En 1981, Ronald Reagan a créé une rupture en plongeant les États-Unis dans le néolibéralisme, avec le soutien d’économistes comme Milton Friedman et l’École de Chicago. Ce fut une transformation monétaire, fiscale et sociologique qui a conduit à déréglementer et déréguler, dans un contexte de baisse des impôts, pour laisser les forces du marché s’épanouir dans une "économie de marché". Il s’agissait d’un modèle où l’offre et la demande (des biens et services, mais aussi du travail et du capital) déterminaient, comme dans une bourse de valeurs, les prix et les quantités optimales.
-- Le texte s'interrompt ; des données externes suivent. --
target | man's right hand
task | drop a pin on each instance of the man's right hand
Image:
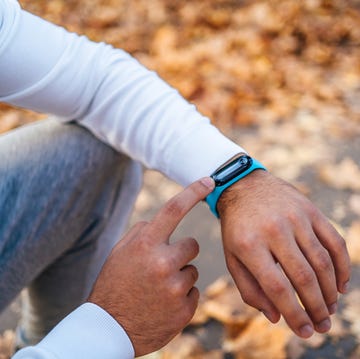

En réalité, le néolibéralisme a soigneusement subordonné le travail au capital, en exigeant une mobilité exacerbée de la main-d’œuvre, elle-même entraînée par l’affaiblissement des protections sociales.
Aujourd’hui, ce néolibéralisme est poussé encore plus loin dans ce que j’appelle l’exolibéralisme, qui accentue le démantèlement des structures étatiques, dynamitées par Donald Trump au profit d’une oligarchie qui privatise les biens publics.
Un homme avait prévu cette évolution : Zbigniew Brzeziński (1928-2017), politologue américain d'origine polonaise et conseiller du président Jimmy Carter de 1977 à 1981. Dans son ouvrage Between Two Ages: America’s Role in the Technetronic Era (1971), il anticipait une "révolution technétronique" qui allait profondément transformer les sociétés modernes. Il prévoyait une ère dominée par l’automatisation, les avancées informatiques et les technologies de communication, modifiant radicalement les structures économiques, politiques et sociales.
Selon lui, cette transition affaiblirait les modèles industriels traditionnels et renforcerait la domination des élites technocratiques, capables de contrôler l’information et l’opinion publique à une échelle sans précédent. Il alertait aussi sur les risques d’une surveillance accrue des populations, rendue possible par le développement des bases de données et de l’intelligence artificielle naissante.
Brzeziński décrivait ainsi une modernité où la technologie deviendrait un instrument de pouvoir, remodelant la démocratie et redéfinissant l’équilibre entre liberté et contrôle.
Il avait raison. Et l’on voit qu’aux États-Unis, la véritable frontière est désormais celle de la technologie numérique. Et elle est privatisée.